The Rotherhithe house was everything Charlotte had always assumed Martin would despise: part of a modern development within a gated compound, one in a row of identical
homes overlooking a mini roundabout filled – at this time of year – with regimental lines of daffodils and tulips. Entering the place always made Charlotte feel as if she was in some sort of adult Toytown, where grown-ups could play safely at the normally hazardous business of living.

Sam, however, claimed to like it a lot. It was ‘cool’, he said, to be able to see the river Thames from his bedroom and not to need a helmet for riding his bike round the compound’s network of plump, humped Tarmac pathways. And when Charlotte pressed (gently, oh-so-gently, resisting the urge to howl that the only mothering worth anything was her own), he claimed to like Cindy, too. She cooked home-made pizza and let him choose the topping. She allowed him to get out three DVDs at a time in Blockbuster and on Sundays he could stay in his pyjamas till lunchtime if he wanted. Charlotte received such pieces of information (randomly and infrequently delivered) with as much stoicism as she could muster, fighting urges to scour cookbooks for pizza recipes and sweep shelves of DVDs into her shopping basket.

Of course, Sam’s happiness was all that mattered; Charlotte knew that, had always known that. Far better an indulgent, saccharine Cindy than a cruel one, though she did marvel that Martin clearly colluded in such cosseting – Martin, who had spent so much of their son’s brief life reprimanding her for being too soft, who, on one particularly horrible night, had locked Sam’s bedroom door to discourage his nocturnal wandering into their bedroom. When the whimpering started, he had locked theirs too, pinning her to the bed, ranting about some childcare tactics he’d seen on the telly, telling her that this was it, that she had to choose – to act with him or against him. As if he was the one being hurt rather than their six-year-old, sobbing in voluble confusion across the landing.

Charlotte had chosen. It had been easy. She had crawled into Sam’s bed and stayed there all night, telling herself he needed her, even though he had fallen asleep in seconds and she had lain awake, listening to the pumping of her own heart till the birds sang.

‘Okay, here we are,’ Charlotte trilled, doing her best to sound cheerful as they pulled up on to the slab of spare Tarmac next to Cindy’s Saab. ‘Did you remember your toothbrush?’

‘Mum.’

‘Well, don’t forget to use it, then.’

‘Mum.’

‘You haven’t had George round for a while, have you?’ she offered next, in a fresh bid to lift the gloom that seemed to linger after each school day now, even the ones that hadn’t involved the ordeal of after-school club. ‘I’m seeing Theresa tonight – shall I fix something up?’

Sam made a noise suggesting rather than actually articulating the word ‘No.’

‘No – thank – you – Mum,’ Charlotte corrected sternly, hoicking his bag out of the boot, then kissing his head to sweeten the reprimand. In the same instant a light came on in the kitchen, which overlooked the drive, bringing the room to life like a flickering TV screen. Cindy, in pink velour jogging bottoms and a white T-shirt, her blonde hair gathered in a fashionable spiky knot, strolled across the centre, her back to them as she reached for a cupboard. Charlotte couldn’t help staring, at the slim honey-coloured arm, at the ample curve of the bustline, the trim indent of the waist. Freya, she recalled suddenly, had had a doll called Cindy, with wavy yellow-blonde hair, pearl studs in her ears, red-painted fingernails and a chest so pointy and hard that when they gave up on playing and fought each other instead she was often the top choice of weapon.

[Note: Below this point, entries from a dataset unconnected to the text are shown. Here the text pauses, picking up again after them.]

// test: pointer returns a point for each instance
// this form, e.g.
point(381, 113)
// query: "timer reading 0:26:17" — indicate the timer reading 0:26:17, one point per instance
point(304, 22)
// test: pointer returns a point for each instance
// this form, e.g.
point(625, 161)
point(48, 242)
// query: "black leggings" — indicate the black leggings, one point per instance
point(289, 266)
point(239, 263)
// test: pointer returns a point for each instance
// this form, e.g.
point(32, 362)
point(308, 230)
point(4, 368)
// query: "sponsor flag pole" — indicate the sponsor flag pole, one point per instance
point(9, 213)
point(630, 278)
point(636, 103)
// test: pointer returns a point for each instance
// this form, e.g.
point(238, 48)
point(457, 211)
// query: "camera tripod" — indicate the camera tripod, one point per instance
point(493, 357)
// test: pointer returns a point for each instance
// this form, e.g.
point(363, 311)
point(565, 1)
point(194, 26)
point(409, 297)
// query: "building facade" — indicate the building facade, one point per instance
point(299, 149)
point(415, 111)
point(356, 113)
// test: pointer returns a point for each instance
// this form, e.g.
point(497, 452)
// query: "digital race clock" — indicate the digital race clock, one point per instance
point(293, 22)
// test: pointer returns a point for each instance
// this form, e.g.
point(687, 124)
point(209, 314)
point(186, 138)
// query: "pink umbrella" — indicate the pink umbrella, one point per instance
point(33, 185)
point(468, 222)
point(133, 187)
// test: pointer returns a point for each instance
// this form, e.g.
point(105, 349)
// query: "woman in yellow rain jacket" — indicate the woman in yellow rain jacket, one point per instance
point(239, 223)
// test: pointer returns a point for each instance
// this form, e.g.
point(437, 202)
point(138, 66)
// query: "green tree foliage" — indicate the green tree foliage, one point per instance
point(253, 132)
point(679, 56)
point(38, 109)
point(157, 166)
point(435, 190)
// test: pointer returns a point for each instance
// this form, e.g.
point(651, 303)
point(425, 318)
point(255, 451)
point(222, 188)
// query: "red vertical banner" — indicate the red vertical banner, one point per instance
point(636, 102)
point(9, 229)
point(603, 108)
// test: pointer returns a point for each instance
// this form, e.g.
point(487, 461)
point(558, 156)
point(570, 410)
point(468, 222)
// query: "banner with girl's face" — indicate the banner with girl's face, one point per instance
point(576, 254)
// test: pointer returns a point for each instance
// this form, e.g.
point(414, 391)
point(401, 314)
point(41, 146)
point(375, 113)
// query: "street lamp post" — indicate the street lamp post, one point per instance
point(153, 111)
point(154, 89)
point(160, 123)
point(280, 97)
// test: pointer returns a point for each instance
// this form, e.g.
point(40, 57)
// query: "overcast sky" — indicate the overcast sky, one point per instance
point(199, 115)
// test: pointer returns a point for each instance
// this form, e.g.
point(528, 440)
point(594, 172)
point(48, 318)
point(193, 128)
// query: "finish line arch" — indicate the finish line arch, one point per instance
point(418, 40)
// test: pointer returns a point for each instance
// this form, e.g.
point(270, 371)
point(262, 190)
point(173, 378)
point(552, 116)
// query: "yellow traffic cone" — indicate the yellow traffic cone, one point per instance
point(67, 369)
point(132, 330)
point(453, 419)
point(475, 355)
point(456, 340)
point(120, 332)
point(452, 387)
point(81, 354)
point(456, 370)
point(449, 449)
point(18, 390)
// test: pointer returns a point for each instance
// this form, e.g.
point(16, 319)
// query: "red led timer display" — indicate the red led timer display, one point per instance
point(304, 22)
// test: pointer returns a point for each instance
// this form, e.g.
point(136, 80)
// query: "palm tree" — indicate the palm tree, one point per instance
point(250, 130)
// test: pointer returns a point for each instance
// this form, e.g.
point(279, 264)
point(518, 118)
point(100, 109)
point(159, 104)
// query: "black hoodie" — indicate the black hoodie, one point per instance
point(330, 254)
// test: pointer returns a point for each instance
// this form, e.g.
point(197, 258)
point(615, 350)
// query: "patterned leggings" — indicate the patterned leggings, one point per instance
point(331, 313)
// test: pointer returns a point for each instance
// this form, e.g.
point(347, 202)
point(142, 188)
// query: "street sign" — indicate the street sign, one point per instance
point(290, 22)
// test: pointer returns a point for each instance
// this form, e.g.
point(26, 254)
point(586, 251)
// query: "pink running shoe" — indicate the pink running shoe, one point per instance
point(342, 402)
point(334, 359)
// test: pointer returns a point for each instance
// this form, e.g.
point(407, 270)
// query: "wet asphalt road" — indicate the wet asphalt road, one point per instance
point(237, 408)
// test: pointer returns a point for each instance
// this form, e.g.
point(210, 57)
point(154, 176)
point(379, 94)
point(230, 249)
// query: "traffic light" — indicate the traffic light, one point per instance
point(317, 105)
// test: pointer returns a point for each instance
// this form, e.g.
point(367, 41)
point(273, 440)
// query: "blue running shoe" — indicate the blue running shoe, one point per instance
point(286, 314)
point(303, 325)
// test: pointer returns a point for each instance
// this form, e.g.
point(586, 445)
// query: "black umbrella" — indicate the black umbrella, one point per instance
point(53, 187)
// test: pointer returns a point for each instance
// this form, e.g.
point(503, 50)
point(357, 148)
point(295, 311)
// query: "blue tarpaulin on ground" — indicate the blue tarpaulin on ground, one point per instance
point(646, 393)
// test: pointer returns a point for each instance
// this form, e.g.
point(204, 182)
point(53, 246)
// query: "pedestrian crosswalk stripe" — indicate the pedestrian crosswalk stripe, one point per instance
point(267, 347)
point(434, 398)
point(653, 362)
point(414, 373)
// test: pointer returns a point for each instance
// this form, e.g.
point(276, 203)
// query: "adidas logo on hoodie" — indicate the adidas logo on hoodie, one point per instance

When they were greeted on the doorstep, however, Charlotte couldn’t help noticing that her husband’s new partner looked rather below her usual dolly-perfect self. Though she smiled as she always did and said
‘darling’
to Sam, who surprisingly – annoyingly – didn’t cringe and make his gagging face, but merely offered a shy smile back, there were blue-black smudges under her eyes and evidence of thick concealer to hide several large blemishes on her face. Charlotte, poised as always to scuttle back to the refuge of the car, couldn’t resist asking if she was all right.